Felis unterbricht das etwas peinliche Schweigen. „Setzt euch. Das Essen wird kalt.“

Das Essen bringe ich relativ angespannt hinter mich. Larissas Mutter hat sporadisch ein paar Fragen gestellt, die ich ihr kurz und knapp beantwortet habe. Ihr Vater und ich haben und konsequent ignoriert. Ein schrecklich ungemütliches Abendessen.

Ich ziehe es vor, nicht noch länger zu bleiben und verabschiede mich bei ihren Eltern und bedanke mich für den leckeren Braten. Larissa begleitet mich zur Türe. „Das haben wir doch halbwegs gut überstanden.“ Meint sie und lächelt. „Ja… überstanden.“ sag ich und versuche zu grinsen. „Sehen wir uns morgen?“ Ich nicke. Wir küssen uns zum Abschied und ich trotte los. „Ben! Warte kurz.“ ruft plötzlich ihr Vater hinter mir. Ich drehe mich um. Er schliesst die Haustüre hinter sich und kommt auf mich zu. „Hör zu, es tut mit leid, dass das etwas komisch war … ich war wohl genauso überrumpelt wie du … lass uns versuchen, Arbeit und privates zu trennen. Verstehst du was ich meine?“ Ich nicke. Auch wenn ich es nicht genau verstanden habe, was er mir versucht hat zu erklären. „Ich weiss, du bist ein guter Junge und Larissa mag dich anscheinend wirklich. Sie hat nur den besten Freund verdient, den es überhaupt geben kann … sei dieser Freund und alles ist gut.“ Ich schaue ihn an und nicke. Er gibt mir einen Klopfer auf die Schulter. „Komm gut nachhause.“ „Danke.“ Ich spaziere los. Ich bin mir nicht ganz sicher, ob das nett gemeint war oder ob er mir eine Drohung mit auf den Weg gegeben hat.

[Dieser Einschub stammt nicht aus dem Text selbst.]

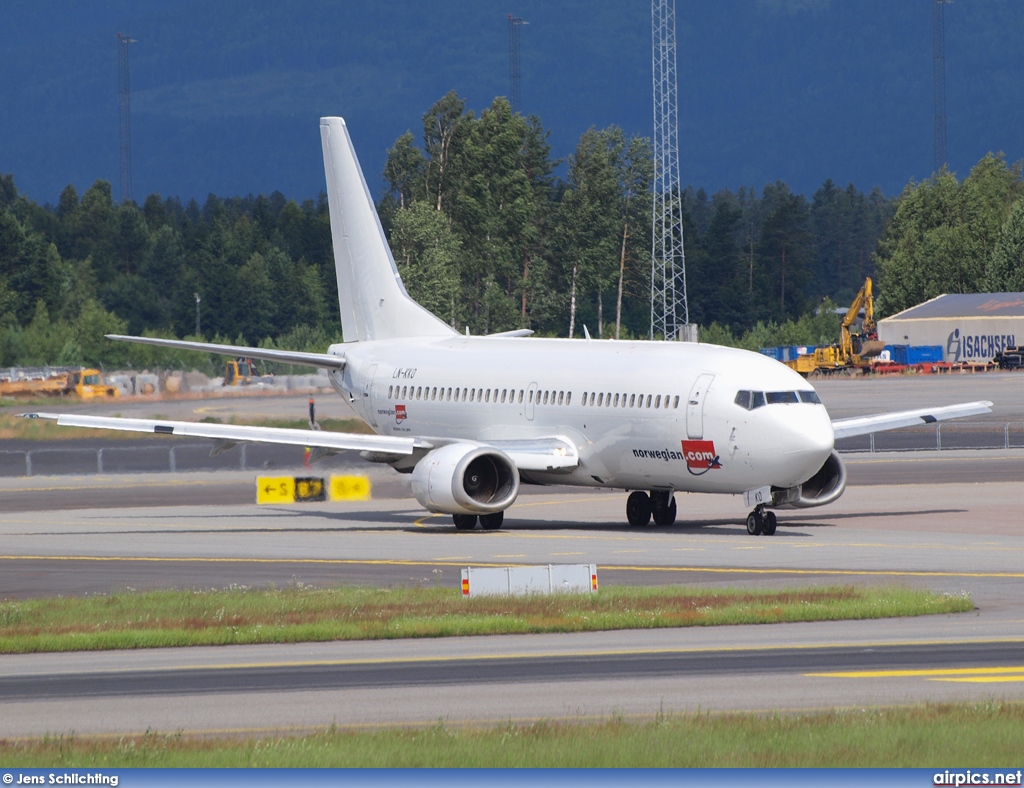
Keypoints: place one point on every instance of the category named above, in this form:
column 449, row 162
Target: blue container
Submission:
column 925, row 354
column 898, row 354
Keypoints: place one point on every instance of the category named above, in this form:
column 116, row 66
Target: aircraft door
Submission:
column 369, row 406
column 528, row 405
column 694, row 406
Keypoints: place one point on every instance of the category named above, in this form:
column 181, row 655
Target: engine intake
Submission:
column 463, row 479
column 824, row 487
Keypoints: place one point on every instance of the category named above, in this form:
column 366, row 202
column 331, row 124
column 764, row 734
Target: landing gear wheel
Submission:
column 638, row 509
column 464, row 522
column 492, row 522
column 663, row 507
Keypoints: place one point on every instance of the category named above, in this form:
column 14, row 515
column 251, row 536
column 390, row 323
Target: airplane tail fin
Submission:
column 373, row 299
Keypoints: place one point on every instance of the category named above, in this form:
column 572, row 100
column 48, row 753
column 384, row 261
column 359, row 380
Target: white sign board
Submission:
column 522, row 580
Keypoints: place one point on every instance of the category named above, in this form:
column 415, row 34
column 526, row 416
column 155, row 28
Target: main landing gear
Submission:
column 487, row 522
column 641, row 507
column 761, row 521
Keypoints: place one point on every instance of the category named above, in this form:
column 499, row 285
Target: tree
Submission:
column 425, row 250
column 783, row 252
column 943, row 234
column 590, row 212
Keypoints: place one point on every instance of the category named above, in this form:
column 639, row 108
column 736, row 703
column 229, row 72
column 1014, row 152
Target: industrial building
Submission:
column 970, row 327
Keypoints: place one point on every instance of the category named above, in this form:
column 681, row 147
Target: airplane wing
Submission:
column 863, row 425
column 553, row 453
column 230, row 433
column 325, row 360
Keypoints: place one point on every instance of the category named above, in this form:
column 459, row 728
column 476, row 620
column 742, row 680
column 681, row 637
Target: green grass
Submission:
column 956, row 736
column 155, row 619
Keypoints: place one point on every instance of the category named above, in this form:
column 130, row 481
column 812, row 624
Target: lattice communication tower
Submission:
column 514, row 24
column 124, row 93
column 939, row 55
column 669, row 310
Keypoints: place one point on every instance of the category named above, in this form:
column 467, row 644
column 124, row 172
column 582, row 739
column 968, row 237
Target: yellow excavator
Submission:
column 856, row 346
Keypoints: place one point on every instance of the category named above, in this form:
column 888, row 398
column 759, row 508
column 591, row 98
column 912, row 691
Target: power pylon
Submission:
column 670, row 315
column 939, row 56
column 124, row 94
column 514, row 24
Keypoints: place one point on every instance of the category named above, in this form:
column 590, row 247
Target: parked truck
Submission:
column 54, row 382
column 857, row 345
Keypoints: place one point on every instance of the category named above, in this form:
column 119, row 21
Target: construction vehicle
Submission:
column 55, row 382
column 856, row 345
column 242, row 371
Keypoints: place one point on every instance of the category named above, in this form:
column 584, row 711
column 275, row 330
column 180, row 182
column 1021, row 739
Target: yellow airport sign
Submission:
column 291, row 489
column 274, row 489
column 349, row 488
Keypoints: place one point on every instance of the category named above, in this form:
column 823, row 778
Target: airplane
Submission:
column 474, row 418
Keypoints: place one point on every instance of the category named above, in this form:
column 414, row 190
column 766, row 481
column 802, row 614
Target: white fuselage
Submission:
column 642, row 414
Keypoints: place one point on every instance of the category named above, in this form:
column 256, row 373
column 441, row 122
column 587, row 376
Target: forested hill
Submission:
column 225, row 94
column 487, row 236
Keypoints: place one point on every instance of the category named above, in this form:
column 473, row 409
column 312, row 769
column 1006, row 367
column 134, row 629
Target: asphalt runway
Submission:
column 950, row 537
column 945, row 521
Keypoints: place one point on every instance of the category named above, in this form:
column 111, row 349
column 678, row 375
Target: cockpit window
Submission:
column 751, row 400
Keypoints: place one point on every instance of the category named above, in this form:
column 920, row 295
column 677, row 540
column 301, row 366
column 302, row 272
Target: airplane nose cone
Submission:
column 807, row 440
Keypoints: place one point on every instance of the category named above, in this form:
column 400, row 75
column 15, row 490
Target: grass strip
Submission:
column 165, row 618
column 956, row 736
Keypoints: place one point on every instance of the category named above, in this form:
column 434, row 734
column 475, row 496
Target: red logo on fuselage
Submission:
column 699, row 454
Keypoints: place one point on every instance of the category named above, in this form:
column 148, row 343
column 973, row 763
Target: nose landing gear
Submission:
column 761, row 521
column 640, row 507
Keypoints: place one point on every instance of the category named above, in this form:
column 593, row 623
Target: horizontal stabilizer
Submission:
column 324, row 360
column 864, row 425
column 239, row 433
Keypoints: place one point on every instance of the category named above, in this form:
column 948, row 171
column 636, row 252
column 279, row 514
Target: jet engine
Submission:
column 463, row 479
column 824, row 487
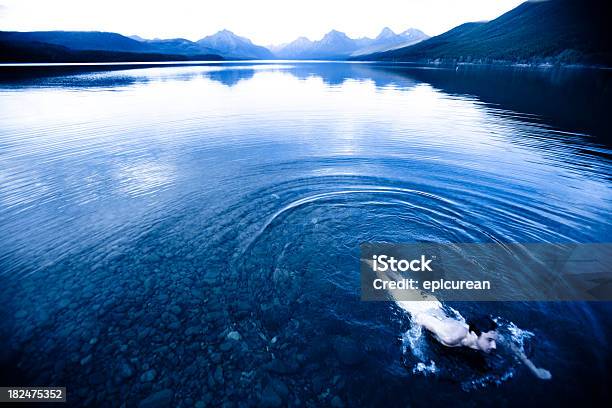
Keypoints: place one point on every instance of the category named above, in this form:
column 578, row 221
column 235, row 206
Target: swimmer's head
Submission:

Eigentlich mochte ich reiche Menschen nie. Und jetzt habe ich plötzlich eine Freundin aus guten Haus. Eine Welt, in die ich irgendwie so gar nicht reingehöre. Dass sie die Tochter vom Chef ist, entspannt die Gegebenheiten auch nicht gerade. Toll… Und wie verklickere ich das jetzt den anderen, dass ich seit einer Weile den Feind date?